Tendances

Ten Years Challenge, #détournement

Si les réseaux sociaux ont une caractéristique, c’est bien leur capacité à s’emparer d’une mode ou d’un buzz pour le détourner, rebondir et lui donner une profondeur insoupçonnée. La preuve avec le Ten Years Challenge, petit hashtag sans prétention transformé en outil militant.

C’est un mot-clic (ah les Québécois…) comme Twitter ou Instagram en créent des milliers chaque jour : un mot-clé qui permet de centraliser les messages autour d’un terme bien connu pour que les internautes puissent commenter ou suivre les conversations qui y font référence. Le #IceBucketChallenge avait connu sa petite heure de gloire, #VendrediLecture est un rendez-vous qui permet à tous les amoureux des livres de se retrouver chaque fin de semaine pour échanger impressions et conseils de lecture et personne n’a oublié le #JeSuisCharlie, apparu en janvier 2015 et toujours utilisé aujourd’hui.

Le #TenYearsChallenge, apparu mi-janvier, relève de la même logique. Un repère a priori anodin autour d’une idée simple : mettre au défi ses followers sur Instagram ou sur Twitter de poster deux photos d’eux, une prise aujourd’hui et une autre vieille de dix ans. Quelque chose comme la version 2.0 de la réunion de anciens du lycée, quand tout le monde regarde qui a pris des rides ou perdu ses cheveux. Jusque-là, un petit jeu sans conséquence.

Extension du domaine du hashtag

Sauf que Twitter et Instagram étant ce qu’ils sont, à savoir inventifs, des internautes ont commencé à s’emparer du #TenYearsChallenge dans un but militant. L’idée n’est pas neuve et d’autres mots-clés ont déjà connu le même sort, comme le très xénophobe #ChacunChezSoi, initié par l’extrême-droite en juillet 2016. D’abord associé à des messages politiques du genre décomplexé (“les étrangers chez eux”, pour faire court) quand ils ne relevaient pas de la pure incitation à la haine raciale, le hashtag s’était rapidement retrouvé en tête des trending topics, ce classement constamment mis à jour des sujets les plus discutés sur la plateforme. Pour une bonne raison : un nombre considérable de Twittos s’en sont alors donné à cœur joie pour détourner la formule et se moquer de cette xénophobie bas de gamme, autour de messages comme “Les musulmans en Musulmanie !”, “Les Calvitiens en Calvitie !” ou “Les Pikachu en Picardie”.

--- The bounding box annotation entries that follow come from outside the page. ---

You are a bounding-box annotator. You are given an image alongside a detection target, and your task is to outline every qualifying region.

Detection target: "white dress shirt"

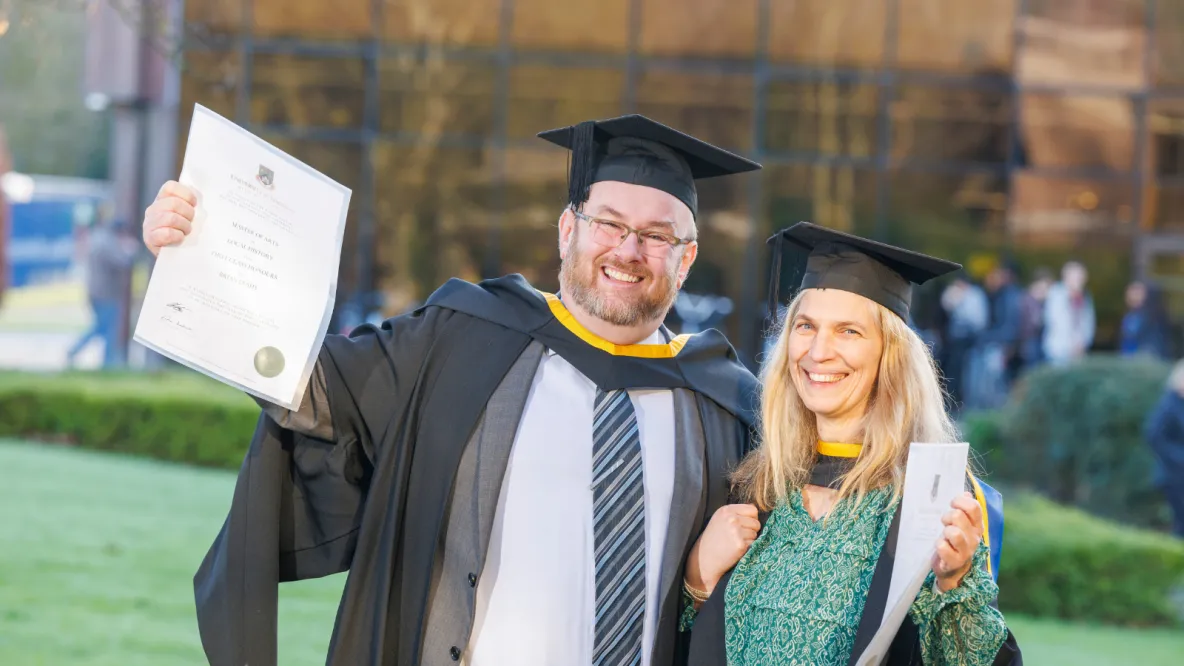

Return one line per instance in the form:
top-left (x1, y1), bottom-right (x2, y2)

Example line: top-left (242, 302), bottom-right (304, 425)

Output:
top-left (464, 332), bottom-right (675, 666)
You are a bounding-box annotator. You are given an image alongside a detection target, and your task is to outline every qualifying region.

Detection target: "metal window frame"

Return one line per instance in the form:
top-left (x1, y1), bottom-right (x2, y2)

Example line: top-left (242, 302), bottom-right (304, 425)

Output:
top-left (184, 0), bottom-right (1169, 365)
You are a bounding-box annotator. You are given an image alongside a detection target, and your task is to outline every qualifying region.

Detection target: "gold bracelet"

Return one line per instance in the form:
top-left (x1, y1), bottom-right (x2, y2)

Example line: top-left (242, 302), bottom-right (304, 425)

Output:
top-left (682, 578), bottom-right (708, 603)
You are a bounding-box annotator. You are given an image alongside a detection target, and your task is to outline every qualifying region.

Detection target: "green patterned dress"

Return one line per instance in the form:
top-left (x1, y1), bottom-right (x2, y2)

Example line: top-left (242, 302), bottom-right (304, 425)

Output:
top-left (681, 488), bottom-right (1008, 666)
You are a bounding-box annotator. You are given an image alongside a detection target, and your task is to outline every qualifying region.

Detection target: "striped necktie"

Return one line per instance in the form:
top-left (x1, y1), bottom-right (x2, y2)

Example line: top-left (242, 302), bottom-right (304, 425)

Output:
top-left (592, 391), bottom-right (645, 666)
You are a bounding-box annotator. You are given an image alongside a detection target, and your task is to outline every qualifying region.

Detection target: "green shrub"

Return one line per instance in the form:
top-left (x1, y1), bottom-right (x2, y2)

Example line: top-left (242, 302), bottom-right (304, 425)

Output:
top-left (999, 493), bottom-right (1184, 626)
top-left (0, 373), bottom-right (259, 468)
top-left (989, 357), bottom-right (1170, 527)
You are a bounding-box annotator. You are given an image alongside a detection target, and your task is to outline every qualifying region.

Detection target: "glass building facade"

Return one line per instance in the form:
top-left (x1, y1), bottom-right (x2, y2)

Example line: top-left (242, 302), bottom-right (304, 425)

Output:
top-left (178, 0), bottom-right (1184, 360)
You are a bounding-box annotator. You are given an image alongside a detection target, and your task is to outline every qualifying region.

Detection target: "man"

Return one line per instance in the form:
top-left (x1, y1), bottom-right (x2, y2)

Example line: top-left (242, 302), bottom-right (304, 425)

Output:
top-left (1044, 261), bottom-right (1098, 365)
top-left (143, 116), bottom-right (760, 666)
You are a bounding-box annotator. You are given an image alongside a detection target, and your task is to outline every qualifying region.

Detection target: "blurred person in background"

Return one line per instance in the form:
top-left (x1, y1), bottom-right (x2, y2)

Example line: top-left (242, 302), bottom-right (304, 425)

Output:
top-left (0, 124), bottom-right (12, 307)
top-left (1144, 360), bottom-right (1184, 538)
top-left (681, 223), bottom-right (1022, 666)
top-left (966, 260), bottom-right (1024, 409)
top-left (66, 206), bottom-right (140, 369)
top-left (1043, 261), bottom-right (1098, 365)
top-left (1119, 281), bottom-right (1172, 359)
top-left (1019, 268), bottom-right (1053, 370)
top-left (940, 271), bottom-right (991, 412)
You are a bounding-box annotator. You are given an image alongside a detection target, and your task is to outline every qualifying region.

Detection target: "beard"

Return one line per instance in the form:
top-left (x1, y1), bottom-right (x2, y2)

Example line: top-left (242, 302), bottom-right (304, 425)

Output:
top-left (559, 226), bottom-right (678, 326)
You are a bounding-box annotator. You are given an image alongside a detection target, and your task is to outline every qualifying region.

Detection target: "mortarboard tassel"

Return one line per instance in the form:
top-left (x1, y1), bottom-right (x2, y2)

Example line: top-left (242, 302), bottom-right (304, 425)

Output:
top-left (768, 233), bottom-right (785, 326)
top-left (567, 121), bottom-right (597, 209)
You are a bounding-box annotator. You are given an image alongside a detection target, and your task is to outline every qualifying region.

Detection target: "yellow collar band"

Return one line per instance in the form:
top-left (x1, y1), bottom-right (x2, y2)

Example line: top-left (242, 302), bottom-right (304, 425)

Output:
top-left (539, 292), bottom-right (690, 358)
top-left (818, 442), bottom-right (863, 457)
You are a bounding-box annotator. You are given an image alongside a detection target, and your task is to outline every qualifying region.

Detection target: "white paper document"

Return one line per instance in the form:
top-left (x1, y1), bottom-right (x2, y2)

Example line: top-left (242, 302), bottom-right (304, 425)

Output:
top-left (856, 443), bottom-right (970, 666)
top-left (135, 104), bottom-right (350, 409)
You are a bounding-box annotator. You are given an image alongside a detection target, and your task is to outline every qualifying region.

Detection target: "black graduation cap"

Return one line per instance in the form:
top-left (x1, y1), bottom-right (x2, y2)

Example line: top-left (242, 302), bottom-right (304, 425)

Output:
top-left (539, 114), bottom-right (760, 217)
top-left (768, 222), bottom-right (961, 321)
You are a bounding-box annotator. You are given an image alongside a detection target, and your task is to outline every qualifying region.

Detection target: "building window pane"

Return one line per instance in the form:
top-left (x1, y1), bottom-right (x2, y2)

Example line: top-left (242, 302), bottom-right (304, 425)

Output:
top-left (884, 171), bottom-right (1008, 334)
top-left (768, 0), bottom-right (888, 68)
top-left (379, 57), bottom-right (497, 136)
top-left (185, 0), bottom-right (243, 33)
top-left (668, 174), bottom-right (761, 347)
top-left (507, 65), bottom-right (625, 143)
top-left (1154, 0), bottom-right (1184, 87)
top-left (765, 81), bottom-right (879, 158)
top-left (373, 141), bottom-right (494, 314)
top-left (511, 0), bottom-right (630, 53)
top-left (176, 51), bottom-right (242, 172)
top-left (251, 53), bottom-right (366, 128)
top-left (896, 0), bottom-right (1018, 72)
top-left (382, 0), bottom-right (502, 46)
top-left (637, 70), bottom-right (753, 152)
top-left (1148, 180), bottom-right (1184, 233)
top-left (761, 165), bottom-right (876, 238)
top-left (892, 85), bottom-right (1011, 162)
top-left (1009, 173), bottom-right (1134, 240)
top-left (641, 0), bottom-right (757, 58)
top-left (1016, 0), bottom-right (1146, 90)
top-left (251, 0), bottom-right (373, 39)
top-left (1019, 94), bottom-right (1135, 172)
top-left (497, 148), bottom-right (567, 292)
top-left (887, 171), bottom-right (1008, 254)
top-left (1147, 100), bottom-right (1184, 177)
top-left (762, 164), bottom-right (876, 329)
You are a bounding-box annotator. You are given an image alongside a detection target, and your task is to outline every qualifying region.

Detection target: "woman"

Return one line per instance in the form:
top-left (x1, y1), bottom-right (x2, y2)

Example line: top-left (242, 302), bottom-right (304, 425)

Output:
top-left (682, 223), bottom-right (1018, 666)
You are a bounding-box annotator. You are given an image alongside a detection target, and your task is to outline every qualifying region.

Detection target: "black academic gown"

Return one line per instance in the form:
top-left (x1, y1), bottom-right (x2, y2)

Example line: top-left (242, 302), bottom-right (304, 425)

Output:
top-left (194, 276), bottom-right (757, 666)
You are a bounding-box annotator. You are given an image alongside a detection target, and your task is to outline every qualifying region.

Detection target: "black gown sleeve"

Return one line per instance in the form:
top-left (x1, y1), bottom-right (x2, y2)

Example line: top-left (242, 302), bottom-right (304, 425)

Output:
top-left (193, 308), bottom-right (451, 666)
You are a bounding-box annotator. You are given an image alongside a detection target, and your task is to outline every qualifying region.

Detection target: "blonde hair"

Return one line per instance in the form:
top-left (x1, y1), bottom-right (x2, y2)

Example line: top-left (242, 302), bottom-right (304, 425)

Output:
top-left (732, 287), bottom-right (958, 511)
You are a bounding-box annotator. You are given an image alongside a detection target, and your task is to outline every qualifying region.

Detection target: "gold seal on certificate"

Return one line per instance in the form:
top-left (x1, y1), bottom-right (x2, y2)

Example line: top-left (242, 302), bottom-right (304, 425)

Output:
top-left (255, 347), bottom-right (284, 379)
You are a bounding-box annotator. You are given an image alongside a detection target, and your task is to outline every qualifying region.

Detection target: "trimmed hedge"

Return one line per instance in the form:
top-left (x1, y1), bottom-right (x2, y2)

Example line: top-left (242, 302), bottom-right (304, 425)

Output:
top-left (0, 372), bottom-right (1184, 625)
top-left (0, 373), bottom-right (259, 469)
top-left (999, 494), bottom-right (1184, 626)
top-left (963, 356), bottom-right (1171, 529)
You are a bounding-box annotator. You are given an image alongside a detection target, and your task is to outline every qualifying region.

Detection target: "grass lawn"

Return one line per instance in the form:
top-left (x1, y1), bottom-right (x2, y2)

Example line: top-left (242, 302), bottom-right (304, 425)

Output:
top-left (0, 441), bottom-right (1184, 666)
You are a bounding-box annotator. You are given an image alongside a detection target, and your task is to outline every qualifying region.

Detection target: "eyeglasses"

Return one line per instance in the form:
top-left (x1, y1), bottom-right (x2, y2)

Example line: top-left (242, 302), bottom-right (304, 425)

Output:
top-left (572, 210), bottom-right (695, 258)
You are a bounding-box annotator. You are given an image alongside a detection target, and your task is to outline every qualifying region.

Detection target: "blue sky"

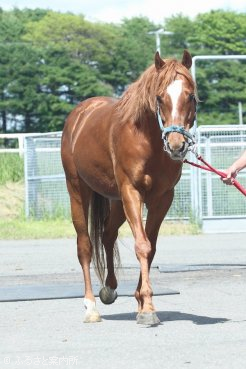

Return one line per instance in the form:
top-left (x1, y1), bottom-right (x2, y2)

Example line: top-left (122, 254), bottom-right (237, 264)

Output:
top-left (0, 0), bottom-right (246, 23)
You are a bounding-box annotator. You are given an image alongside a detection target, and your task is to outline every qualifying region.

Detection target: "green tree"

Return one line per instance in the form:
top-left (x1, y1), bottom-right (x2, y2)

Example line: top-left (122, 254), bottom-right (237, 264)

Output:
top-left (188, 10), bottom-right (246, 124)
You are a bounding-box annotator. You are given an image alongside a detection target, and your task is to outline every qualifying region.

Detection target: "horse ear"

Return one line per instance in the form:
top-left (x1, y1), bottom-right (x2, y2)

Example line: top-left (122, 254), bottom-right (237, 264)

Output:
top-left (155, 51), bottom-right (165, 71)
top-left (182, 50), bottom-right (192, 69)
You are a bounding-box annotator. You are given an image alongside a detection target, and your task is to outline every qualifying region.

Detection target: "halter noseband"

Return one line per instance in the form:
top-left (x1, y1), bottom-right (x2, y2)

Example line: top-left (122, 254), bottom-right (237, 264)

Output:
top-left (156, 98), bottom-right (196, 150)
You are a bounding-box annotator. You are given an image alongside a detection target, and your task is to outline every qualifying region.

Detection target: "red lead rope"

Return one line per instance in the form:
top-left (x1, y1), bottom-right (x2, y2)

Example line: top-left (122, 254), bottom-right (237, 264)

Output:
top-left (183, 155), bottom-right (246, 196)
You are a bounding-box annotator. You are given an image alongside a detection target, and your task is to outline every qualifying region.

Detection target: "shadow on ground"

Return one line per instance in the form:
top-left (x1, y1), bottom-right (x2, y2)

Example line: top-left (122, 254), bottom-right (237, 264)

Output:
top-left (102, 311), bottom-right (230, 325)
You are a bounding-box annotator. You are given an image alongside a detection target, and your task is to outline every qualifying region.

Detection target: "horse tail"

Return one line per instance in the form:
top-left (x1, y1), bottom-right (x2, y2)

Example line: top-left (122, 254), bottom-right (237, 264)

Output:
top-left (90, 192), bottom-right (110, 284)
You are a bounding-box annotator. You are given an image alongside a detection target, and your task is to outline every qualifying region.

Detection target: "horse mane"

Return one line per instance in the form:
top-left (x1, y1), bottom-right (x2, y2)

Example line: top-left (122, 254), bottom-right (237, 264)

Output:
top-left (117, 59), bottom-right (198, 123)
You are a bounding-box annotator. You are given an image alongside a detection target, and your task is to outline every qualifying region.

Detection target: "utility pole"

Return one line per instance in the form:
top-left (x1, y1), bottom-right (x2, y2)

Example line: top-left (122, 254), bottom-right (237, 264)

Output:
top-left (148, 28), bottom-right (173, 55)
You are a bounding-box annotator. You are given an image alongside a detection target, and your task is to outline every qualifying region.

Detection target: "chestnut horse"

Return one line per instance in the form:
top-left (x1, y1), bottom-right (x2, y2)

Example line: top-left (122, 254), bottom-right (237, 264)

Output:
top-left (61, 50), bottom-right (196, 325)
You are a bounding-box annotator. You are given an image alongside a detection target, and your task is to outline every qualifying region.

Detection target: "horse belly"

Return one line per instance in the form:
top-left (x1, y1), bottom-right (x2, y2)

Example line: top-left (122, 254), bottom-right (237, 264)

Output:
top-left (73, 116), bottom-right (119, 199)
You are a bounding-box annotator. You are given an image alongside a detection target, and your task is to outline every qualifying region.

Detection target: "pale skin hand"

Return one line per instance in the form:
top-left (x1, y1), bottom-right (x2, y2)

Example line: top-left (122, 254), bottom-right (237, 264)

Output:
top-left (221, 150), bottom-right (246, 185)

Même cause et mêmes effets pour le Ten Years Challenge. Les défenseurs de l’environnement ont été les premiers à dégainer avec des photos frappantes, comparant par exemple deux photos d’un glacier des Alpes à 10 ans d’écart ou la taille de l’Antarctique sur des photos satellites. Le but : frapper les consciences et faire passer le message sur l’ampleur du réchauffement climatique et de ses conséquences.

 

Greenpeace a été l’une des premières ONG à détourner le hashtag.

Souvent initié par des internautes anonymes, le détournement a vite été repris par les grandes organisations environnementales, de Greenpeace au WWF, et sur toutes les plateformes, de Facebook à Snapchat. Déforestation, pollution au plastique, morts des coraux, disparition de la faune et de la flore… Les thèmes sont nombreux.

Plus frappant encore : les militants d’autres causes s’inspirent de réaction des défenseurs de l’environnement et détournent à leur tour le Ten Years Challenge pour servir leurs propres combats : droit de l’homme, pacifisme, défense du bien-être animal, droits des femmes, droits des LBBTQ+… Souvent, l’idée est inversée : cette fois, il s’agit de montrer en deux clichés qu’en dix ans, rien ou presque n’a changé. Amnesty s’en est ainsi servi pour dénoncer l’emprisonnement sans procès depuis d’opposants politiques, un peu partout dans le monde.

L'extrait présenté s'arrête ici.